In terms of wealth transfer to younger generations, the next decade will see what some are calling a “bequest boom.”
To put the matter in perspective, consider that in 2015 an estimated 16 per cent of Canadians were over the age of 65, and there were more Baby Boomers than children aged 14 or younger. In fact, Boomers themselves are expected to inherit $750 billion in the next 10 years. However, as you might expect, the transfer of wealth is not expected to be even across all income levels.
One economist has said that, among the 2.5 million Canadians who are aged 75 or older, average net worth rose 30 per cent between 2005 and 2012.

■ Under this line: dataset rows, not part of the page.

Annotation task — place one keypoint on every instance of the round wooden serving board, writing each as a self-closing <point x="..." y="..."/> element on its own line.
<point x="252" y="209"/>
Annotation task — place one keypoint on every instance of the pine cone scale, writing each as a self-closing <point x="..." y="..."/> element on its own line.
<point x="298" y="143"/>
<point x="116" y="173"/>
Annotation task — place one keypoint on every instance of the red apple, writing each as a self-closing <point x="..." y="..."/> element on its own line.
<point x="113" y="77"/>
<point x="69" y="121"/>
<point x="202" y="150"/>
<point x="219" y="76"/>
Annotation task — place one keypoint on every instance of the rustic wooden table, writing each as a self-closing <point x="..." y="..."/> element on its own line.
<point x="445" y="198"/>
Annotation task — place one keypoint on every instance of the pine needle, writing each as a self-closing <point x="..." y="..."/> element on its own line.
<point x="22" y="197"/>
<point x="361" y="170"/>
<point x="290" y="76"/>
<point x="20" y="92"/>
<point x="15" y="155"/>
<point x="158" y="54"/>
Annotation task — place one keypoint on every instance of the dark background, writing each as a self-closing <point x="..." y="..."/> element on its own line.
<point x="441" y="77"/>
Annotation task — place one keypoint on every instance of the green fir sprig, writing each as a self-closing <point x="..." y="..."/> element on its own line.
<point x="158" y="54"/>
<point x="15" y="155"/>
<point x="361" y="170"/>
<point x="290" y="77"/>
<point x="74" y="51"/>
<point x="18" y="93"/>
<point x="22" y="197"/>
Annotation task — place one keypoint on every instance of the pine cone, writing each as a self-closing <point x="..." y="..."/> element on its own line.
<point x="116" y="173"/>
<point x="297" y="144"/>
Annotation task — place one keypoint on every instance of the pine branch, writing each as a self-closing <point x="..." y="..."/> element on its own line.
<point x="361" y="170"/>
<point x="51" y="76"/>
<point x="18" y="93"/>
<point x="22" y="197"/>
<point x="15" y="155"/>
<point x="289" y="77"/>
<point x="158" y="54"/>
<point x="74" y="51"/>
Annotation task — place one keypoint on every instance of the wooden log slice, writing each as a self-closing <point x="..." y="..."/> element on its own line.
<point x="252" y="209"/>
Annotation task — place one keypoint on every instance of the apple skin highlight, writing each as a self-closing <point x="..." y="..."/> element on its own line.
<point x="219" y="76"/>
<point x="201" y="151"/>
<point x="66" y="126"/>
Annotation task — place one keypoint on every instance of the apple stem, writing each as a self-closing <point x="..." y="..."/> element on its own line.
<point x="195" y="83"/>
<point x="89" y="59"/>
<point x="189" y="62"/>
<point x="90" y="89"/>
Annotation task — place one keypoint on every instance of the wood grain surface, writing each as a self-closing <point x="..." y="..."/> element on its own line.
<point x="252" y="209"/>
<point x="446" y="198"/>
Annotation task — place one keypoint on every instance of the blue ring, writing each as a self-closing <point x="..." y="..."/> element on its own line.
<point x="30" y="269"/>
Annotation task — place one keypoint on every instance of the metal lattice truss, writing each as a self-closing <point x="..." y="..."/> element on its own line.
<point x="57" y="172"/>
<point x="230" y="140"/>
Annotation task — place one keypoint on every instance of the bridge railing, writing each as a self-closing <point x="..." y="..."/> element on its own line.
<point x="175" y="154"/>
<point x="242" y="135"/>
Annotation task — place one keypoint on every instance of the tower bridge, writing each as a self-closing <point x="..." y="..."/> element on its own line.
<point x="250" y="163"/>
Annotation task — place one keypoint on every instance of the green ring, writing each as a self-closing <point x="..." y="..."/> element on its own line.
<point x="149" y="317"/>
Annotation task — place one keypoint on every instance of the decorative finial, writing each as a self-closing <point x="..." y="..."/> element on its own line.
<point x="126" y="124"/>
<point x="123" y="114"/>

At the same time, inheritances going to those earning more than $100,000 a year are expected to be three times higher than inheritances going to lower-income Canadians. Additionally, higher-income heirs are often able to save their inheritances, while lower-income heirs more often than not end up spending their inheritances to cover bills and other expenses.
Whether you plan to use your inheritance to retire, travel, pay down debt or even start a new business, it is important for families to consider the full range of options for preserving assets and minimizing tax obligations. After all, inter-generational wealth transfer can have significant financial (and emotional) consequences for all parties involved, and communicating with regard to these matters can help ensure that everyone is on the same page.
Whether you intend to distribute wealth to younger generations or you expect to inherit assets, planning now is the surest way to protect your interests and those of your family.